4.3 Unique transport unit identifier
A unique transport unit identifier is assigned to each individual transport unit. This is a common requirement
for all label formats specified by this International Standard. The identifier or “licence plate” is the key
providing access to information stored in computer files and which may be transmitted by EDI. The identifier
may be used by all of the trading partners to retrieve information about the transport unit itself or about the
status of the physical movement of the transport unit along the supply chain. It enables systems to track and
trace individual transport units.
4.4 Label formats
4.4.1 Base shipping/transport/receiving label
The base label defined by this International Standard includes the minimum set of data that fulfils the
requirements of all trading partners in a supply chain when data is exchanged electronically between the
parties involved.
A unique transport unit identifier shall be, and a “Ship to” name and address should be, included on the base
label.
In addition to the unique transport unit identifier (“licence plate”) and the “Ship to” name and address (for
shipment delivery), the following information should be included on a base label:
⎯ “Ship from” name and address (to be able to return the shipment in the event that delivery is not
possible);
⎯ key to carrier’s database (if the licence plate is not this data element);
⎯ key to customer’s database (if the licence plate is not this data element).
4.4.2 Extended shipping/transport/receiving label
In practice, fully automated communication channels which make it possible to rely exclusively on electronic
files for retrieving information on the movements of the transport units are not always available. For this
reason, there is a need to indicate relevant information on the transport units themselves, in addition to their
identification. The various fields of information shall be organized in a standard way in order to facilitate their
interpretation and processing by the trading partners involved.
The extended label is used when the data available from the base label is not sufficient to satisfy the
requirements of all trading partners.

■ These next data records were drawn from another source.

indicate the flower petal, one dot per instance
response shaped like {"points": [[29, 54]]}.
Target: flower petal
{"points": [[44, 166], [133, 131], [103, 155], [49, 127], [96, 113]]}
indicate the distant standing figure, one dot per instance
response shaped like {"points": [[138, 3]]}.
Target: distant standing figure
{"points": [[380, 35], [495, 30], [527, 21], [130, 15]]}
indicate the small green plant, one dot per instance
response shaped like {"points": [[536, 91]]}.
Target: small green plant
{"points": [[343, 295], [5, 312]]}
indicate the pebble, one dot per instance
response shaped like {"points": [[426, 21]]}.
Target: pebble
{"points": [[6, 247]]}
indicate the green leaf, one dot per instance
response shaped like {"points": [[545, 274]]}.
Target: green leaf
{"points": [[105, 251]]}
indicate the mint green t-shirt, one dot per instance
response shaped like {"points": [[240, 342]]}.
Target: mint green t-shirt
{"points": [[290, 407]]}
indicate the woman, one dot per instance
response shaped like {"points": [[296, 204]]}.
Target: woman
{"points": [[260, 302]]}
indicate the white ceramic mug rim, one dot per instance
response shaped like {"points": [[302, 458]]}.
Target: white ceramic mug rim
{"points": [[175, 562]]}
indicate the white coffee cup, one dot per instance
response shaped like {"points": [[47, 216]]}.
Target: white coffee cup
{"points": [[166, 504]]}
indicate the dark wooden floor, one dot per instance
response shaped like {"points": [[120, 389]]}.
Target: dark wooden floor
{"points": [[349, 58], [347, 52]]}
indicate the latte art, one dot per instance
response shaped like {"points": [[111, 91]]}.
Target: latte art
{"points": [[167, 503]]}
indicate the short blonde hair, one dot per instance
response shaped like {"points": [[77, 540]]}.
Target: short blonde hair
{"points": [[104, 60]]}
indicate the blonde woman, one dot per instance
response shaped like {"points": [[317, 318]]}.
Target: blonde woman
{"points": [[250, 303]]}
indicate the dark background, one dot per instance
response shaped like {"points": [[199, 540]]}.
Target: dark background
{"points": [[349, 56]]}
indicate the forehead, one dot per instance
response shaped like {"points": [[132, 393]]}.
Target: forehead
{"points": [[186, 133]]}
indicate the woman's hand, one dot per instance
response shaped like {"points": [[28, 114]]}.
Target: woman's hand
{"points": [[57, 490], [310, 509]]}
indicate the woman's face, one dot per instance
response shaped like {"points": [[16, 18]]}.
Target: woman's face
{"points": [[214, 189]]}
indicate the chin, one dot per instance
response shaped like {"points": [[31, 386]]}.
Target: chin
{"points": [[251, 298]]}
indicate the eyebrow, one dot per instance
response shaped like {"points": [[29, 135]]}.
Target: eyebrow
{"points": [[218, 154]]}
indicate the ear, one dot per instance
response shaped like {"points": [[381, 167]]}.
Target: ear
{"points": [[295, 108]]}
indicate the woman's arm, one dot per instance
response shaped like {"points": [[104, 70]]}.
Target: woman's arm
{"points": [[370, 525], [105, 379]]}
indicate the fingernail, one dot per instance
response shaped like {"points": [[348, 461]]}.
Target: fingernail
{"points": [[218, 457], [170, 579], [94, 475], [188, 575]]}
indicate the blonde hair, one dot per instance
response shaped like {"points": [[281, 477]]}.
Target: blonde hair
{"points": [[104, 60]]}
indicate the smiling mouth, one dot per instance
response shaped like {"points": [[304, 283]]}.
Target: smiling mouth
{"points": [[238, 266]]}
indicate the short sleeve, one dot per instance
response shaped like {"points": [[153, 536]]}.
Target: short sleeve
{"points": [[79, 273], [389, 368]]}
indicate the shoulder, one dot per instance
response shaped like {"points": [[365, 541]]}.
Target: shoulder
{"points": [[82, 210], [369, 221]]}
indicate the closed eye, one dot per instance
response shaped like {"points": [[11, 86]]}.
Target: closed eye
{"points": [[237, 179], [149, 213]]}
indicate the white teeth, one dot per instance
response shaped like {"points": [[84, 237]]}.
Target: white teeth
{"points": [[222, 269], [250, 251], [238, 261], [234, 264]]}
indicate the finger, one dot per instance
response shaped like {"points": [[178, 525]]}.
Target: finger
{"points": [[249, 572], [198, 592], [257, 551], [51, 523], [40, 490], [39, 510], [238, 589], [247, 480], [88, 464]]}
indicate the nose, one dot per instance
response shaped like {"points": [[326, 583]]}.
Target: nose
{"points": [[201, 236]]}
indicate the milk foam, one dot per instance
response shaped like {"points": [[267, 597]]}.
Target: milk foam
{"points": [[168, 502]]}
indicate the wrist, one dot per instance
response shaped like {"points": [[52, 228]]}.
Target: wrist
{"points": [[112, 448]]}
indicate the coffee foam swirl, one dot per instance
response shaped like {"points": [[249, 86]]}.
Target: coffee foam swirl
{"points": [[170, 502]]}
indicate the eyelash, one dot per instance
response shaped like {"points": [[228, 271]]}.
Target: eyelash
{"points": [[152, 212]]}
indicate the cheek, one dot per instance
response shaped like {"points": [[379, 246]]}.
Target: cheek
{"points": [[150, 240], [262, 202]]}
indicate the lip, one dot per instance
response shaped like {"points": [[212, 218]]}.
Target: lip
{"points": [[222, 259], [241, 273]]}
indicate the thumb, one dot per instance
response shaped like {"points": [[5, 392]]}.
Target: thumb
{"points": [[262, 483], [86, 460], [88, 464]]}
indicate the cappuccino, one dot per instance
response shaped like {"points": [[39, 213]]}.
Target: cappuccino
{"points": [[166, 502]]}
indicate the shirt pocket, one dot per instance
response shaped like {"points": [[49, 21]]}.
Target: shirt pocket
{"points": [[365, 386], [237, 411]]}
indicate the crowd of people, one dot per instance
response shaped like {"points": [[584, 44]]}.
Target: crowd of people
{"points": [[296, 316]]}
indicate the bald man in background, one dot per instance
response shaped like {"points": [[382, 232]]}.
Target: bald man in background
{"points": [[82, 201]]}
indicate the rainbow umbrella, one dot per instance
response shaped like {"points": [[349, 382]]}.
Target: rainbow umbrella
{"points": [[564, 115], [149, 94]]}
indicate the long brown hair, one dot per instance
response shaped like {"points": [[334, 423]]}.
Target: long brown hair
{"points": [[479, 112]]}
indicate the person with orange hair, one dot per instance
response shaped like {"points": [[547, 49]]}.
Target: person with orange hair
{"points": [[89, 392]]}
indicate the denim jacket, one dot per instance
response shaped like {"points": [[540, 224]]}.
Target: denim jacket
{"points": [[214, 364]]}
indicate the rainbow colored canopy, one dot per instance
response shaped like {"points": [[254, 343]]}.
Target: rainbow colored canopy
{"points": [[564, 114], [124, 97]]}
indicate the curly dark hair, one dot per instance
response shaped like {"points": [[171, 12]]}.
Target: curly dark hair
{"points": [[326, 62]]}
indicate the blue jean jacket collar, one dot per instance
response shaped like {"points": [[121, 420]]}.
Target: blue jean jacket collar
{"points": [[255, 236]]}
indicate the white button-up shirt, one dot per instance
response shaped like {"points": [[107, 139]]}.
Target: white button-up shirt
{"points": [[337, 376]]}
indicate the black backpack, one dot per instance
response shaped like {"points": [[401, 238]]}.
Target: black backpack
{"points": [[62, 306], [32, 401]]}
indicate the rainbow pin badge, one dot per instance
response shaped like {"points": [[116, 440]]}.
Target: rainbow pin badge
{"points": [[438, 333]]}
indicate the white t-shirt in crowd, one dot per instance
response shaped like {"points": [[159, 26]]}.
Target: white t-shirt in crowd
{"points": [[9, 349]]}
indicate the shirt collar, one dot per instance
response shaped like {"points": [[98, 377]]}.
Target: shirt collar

The information provided in the extended label is organized in three
segments:
⎯ carrier segment: in addition to the key to the carrier’s database, this segment may contain additional data,
such as shipment identification and delivery instructions;
⎯ customer segment: in addition to the pointer to the customer’s database, this segment may contain
additional data such as the customer part number;
⎯ supplier segment: additional data may be generated by the supplier, such as product identification, batch
number, dimensions.
5 Data content
5.1 Data representation
5.1.1 Data in linear bar code symbols
Such data shall be represented in one of the three permissible combinations of data and bar code symbology:
a) GS1 Application Identifiers (AIs) in accordance with ISO/IEC 15418 shall only be used in conjunction with
GS1-128 (being a subset of Code 128 compliant with ISO/IEC 15417);
b) ASC MH10 Data Identifiers (DIs) in accordance with ISO/IEC 15418 shall be used in conjunction with
Code 39 symbols compliant with ISO/IEC 16388;
c) ASC MH10 Data Identifiers (DIs) in accordance with ISO/IEC 15418 shall be used in conjunction with
Code 128 symbols compliant with ISO/IEC 15417.
Refer to Annex D for information on the use of the options and the issues for users encountering them.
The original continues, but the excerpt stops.